Niyet hayır akibet hayır. Allah yolunda vuslat; her işin başlangıcındaki niyete göre sonuç vermektedir. Yani insan niyetine göre ya hüsn-ü hatime(Güzel son), ya da su-i hatime(kötü son) ile ömür sürecini noktalar. O halde iyi bir sonuç almak istiyorsak, işe Allah rızası için yola koyulmak gerekir.Rasulü Ekrem(s.a.v); Beş şeyden önce, beş şeyi fırsat ve ganimet bilin:
-İhtiyarlık gelmeden gençliği,
-Hastalık gelmeden sağlığı,
-Fakirlik gelmeden zenginliği,
-Meşguliyet gelmeden boş zamanı,
- Ölüm gelmeden hayatı diye beyan buyuruyor.
İmamı Gazali; her kulun ilk vazifesi önce niyeti öğrenmek, sonra onu(niyeti)amel ile sahih ve sağlam bir hale getirmektir.
Niyetin yeri kalptir. Yani hareket noktası kalp. Dolayısıyla niyeti kalbin bilgi ve iradesiyle bir şeye kesin karar vermesi olarak tarif edebiliriz. Mesala namazda niyet hangi vaktin namazını kıldığını bilmektir, yani niyet edilen şeyi bilmektir. Bir anda dışardan kalb’e gelip giden şeyler(havatırlar) niyet değildir ve bu tür düşüncelerin bir önemi yoktur. Kalben niyet olmaksızın dil ile yapılan niyet sahih değildir.
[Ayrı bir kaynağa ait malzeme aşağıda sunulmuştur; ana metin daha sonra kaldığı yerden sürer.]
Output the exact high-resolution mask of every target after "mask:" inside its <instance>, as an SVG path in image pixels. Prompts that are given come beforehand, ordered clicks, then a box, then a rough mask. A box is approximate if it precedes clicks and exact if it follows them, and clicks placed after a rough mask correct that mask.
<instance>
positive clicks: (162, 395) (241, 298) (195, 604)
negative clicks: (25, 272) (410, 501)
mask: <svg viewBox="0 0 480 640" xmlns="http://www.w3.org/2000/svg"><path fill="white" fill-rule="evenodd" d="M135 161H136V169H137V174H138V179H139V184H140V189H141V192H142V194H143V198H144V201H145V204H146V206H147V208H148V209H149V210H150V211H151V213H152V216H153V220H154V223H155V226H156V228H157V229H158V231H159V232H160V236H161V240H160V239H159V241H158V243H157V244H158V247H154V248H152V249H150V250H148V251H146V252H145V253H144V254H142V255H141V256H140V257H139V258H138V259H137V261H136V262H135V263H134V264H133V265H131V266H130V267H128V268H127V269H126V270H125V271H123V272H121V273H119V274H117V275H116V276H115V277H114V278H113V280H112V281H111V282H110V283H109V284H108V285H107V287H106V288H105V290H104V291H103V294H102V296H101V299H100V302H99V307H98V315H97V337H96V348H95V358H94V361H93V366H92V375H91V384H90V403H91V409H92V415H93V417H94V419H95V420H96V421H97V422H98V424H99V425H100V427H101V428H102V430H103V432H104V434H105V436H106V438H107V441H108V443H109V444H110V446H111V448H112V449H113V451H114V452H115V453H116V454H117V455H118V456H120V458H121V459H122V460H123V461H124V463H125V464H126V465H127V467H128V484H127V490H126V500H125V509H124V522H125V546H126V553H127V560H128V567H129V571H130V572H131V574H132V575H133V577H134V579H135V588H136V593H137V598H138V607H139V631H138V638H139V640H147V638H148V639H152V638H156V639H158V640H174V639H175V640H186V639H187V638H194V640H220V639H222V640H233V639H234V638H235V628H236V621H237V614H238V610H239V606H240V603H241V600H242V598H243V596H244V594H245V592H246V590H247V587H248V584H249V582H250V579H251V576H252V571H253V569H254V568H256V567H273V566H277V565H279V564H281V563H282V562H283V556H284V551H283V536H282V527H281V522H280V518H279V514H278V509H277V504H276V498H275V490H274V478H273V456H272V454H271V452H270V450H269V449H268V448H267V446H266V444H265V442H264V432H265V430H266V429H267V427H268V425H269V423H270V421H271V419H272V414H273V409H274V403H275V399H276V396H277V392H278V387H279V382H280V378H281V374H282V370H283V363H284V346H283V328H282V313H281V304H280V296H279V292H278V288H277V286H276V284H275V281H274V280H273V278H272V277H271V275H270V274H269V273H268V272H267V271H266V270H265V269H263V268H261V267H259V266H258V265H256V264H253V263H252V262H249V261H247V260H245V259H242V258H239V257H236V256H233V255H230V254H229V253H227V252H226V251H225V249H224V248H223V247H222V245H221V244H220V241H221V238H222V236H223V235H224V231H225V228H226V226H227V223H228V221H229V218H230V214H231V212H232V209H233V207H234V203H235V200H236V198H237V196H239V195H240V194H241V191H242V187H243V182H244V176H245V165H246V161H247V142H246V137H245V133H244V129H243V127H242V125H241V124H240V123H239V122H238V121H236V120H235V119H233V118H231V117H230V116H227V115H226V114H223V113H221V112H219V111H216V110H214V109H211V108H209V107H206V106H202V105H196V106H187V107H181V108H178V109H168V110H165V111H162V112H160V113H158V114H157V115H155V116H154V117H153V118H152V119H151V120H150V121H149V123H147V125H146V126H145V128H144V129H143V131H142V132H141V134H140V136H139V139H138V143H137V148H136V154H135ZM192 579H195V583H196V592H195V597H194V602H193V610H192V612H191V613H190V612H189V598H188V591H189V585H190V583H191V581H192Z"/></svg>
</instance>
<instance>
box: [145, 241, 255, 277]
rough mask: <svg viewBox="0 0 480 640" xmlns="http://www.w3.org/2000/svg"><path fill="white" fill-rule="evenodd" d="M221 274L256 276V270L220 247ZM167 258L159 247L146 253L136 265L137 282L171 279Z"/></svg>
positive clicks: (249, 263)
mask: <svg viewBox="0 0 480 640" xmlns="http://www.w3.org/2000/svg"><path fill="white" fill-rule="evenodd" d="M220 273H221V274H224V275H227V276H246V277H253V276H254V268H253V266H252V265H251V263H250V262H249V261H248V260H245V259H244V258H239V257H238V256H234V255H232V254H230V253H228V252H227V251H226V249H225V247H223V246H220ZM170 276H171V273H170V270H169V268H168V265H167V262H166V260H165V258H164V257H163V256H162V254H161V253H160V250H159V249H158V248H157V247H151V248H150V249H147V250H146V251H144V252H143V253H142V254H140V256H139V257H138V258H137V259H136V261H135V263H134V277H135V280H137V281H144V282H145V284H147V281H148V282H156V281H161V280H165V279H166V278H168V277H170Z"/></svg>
Ancak değişik nedenlerden dolayı (dalgınlık gibi) niyeti hatırlamazsa dil ile söylemesi kafi gelir. Dil ile söylemek niyette şart değildir. Hatta dil ile niyetin bidat olduğunu ileri süren görüşlerde var. Hem kalben hemde dil ile söylemek şöhret derecesinde bugüne kadar yagınlaştığı, ya da ulemaca yol edinildiği için sadece müstehap sayılmıştır..Yani selef iyi olarak değerlendirmiş, oysa ne Rasulü Ekrem, ne sahabe, ne de tabiinden bu durum nakledilmiş değildir. Nitekim Rasulü Ekrem’den sadece aktarılan; namaza başladığı zaman sadece namazda tekbir aldığıdır. .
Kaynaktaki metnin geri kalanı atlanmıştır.